GPT-4’s successes, and GPT-4’s failures

How GPT-4 fits into the larger tapestry of the quest for artificial general intelligence

Mar 15, 2023

GPT-4 is amazing, and GPT-4 is a failure.

GPT is legitimately amazing. It can see (though we don’t have a lot of details on that yet); it does astonishingly well on a whole bunch of standardized tests, like LSATs, GREs, and SATs. It has also already been adopted in a bunch of commercial systems (e.g., Khan Academy).

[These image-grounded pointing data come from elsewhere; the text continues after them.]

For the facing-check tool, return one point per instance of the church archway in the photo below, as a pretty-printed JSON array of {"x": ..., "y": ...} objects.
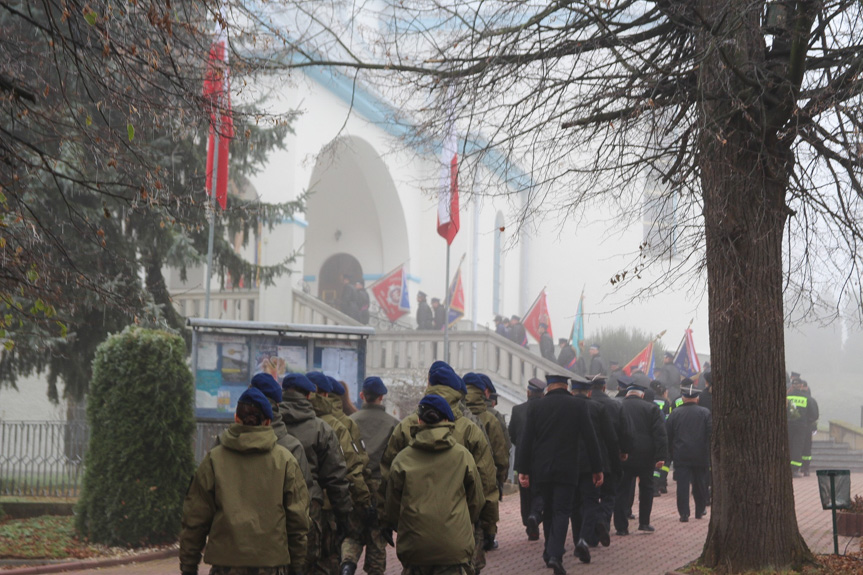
[
  {"x": 354, "y": 208},
  {"x": 330, "y": 278}
]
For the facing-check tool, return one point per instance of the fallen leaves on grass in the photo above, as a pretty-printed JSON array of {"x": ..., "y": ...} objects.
[{"x": 46, "y": 537}]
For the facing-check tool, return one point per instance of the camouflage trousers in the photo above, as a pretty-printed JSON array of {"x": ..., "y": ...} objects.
[
  {"x": 313, "y": 551},
  {"x": 376, "y": 548},
  {"x": 221, "y": 570},
  {"x": 490, "y": 516},
  {"x": 478, "y": 551},
  {"x": 327, "y": 563},
  {"x": 437, "y": 570}
]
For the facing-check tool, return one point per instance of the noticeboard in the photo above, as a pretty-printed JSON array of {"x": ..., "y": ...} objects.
[{"x": 225, "y": 358}]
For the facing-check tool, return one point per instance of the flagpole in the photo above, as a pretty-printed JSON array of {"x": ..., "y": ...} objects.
[
  {"x": 212, "y": 202},
  {"x": 446, "y": 310}
]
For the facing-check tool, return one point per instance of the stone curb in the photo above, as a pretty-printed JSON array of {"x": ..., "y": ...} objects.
[{"x": 93, "y": 564}]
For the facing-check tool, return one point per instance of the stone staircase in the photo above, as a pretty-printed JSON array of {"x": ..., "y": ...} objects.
[{"x": 831, "y": 454}]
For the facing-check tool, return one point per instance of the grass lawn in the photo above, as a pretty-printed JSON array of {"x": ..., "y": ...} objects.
[{"x": 46, "y": 537}]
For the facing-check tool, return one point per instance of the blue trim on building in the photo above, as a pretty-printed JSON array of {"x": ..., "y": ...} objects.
[{"x": 389, "y": 120}]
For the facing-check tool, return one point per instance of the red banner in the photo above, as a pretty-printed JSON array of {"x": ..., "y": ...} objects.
[
  {"x": 391, "y": 293},
  {"x": 537, "y": 314},
  {"x": 643, "y": 360}
]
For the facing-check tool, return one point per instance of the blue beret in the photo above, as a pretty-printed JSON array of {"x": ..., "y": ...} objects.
[
  {"x": 624, "y": 381},
  {"x": 320, "y": 381},
  {"x": 488, "y": 384},
  {"x": 298, "y": 381},
  {"x": 336, "y": 386},
  {"x": 268, "y": 386},
  {"x": 440, "y": 373},
  {"x": 474, "y": 379},
  {"x": 581, "y": 384},
  {"x": 253, "y": 396},
  {"x": 374, "y": 385},
  {"x": 439, "y": 404}
]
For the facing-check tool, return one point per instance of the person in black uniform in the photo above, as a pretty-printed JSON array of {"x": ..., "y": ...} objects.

But it is a failure, too, because

It doesn’t actually solve any of the core problems of truthfulness and reliability that I laid out in my infamous March 2022 essay Deep Learning is Hitting a Wall. Alignment is still shaky; you still wouldn’t be able to use it reliably to guide robots or scientific discovery, the kinds of things that made me excited about A(G)I in the first place. Outliers remain a problem, too.
The limit section in some ways reads like a reprise of that March 2022 paper. And the article doesn’t offer authoritative solutions to any of those earlier problems. In their own words:

Massive scaling has not thus far lead to revolution. Although GPT-4 is clearly better than GPT-3 and 3.5, it is not so far as I can tell, qualitatively better, only quantitatively better; as noted above, the limits remain more or less the same. The quantitative improvements may (or may not) have considerable commercial implications in particular domains, but it’s not the massive win for the scaling hypotheses that memes like this had forecast.
GPT-4 is not thus far a solution to making Chat-style search work. On its own, it still requires frequent, massive retraining to be current with the news; GPT 3.5 knew nothing of 2022; GPT-4 seems to know little of 2023. And when GPT-4 is integrated in Bing (which incorporates current search results), hallucination remains rampant, e.g., in this example from last week when Bing apparently was already quietly using GPT-4 in the background.
It is a step backwards for science, because it sets a new precedent for pretending to be scientific while revealing absolutely nothing. We don’t know how big it is; we don’t know what the architecture is, we don’t know how much energy was used; we don’t how many processors were used; we don’t know what it was trained on etc.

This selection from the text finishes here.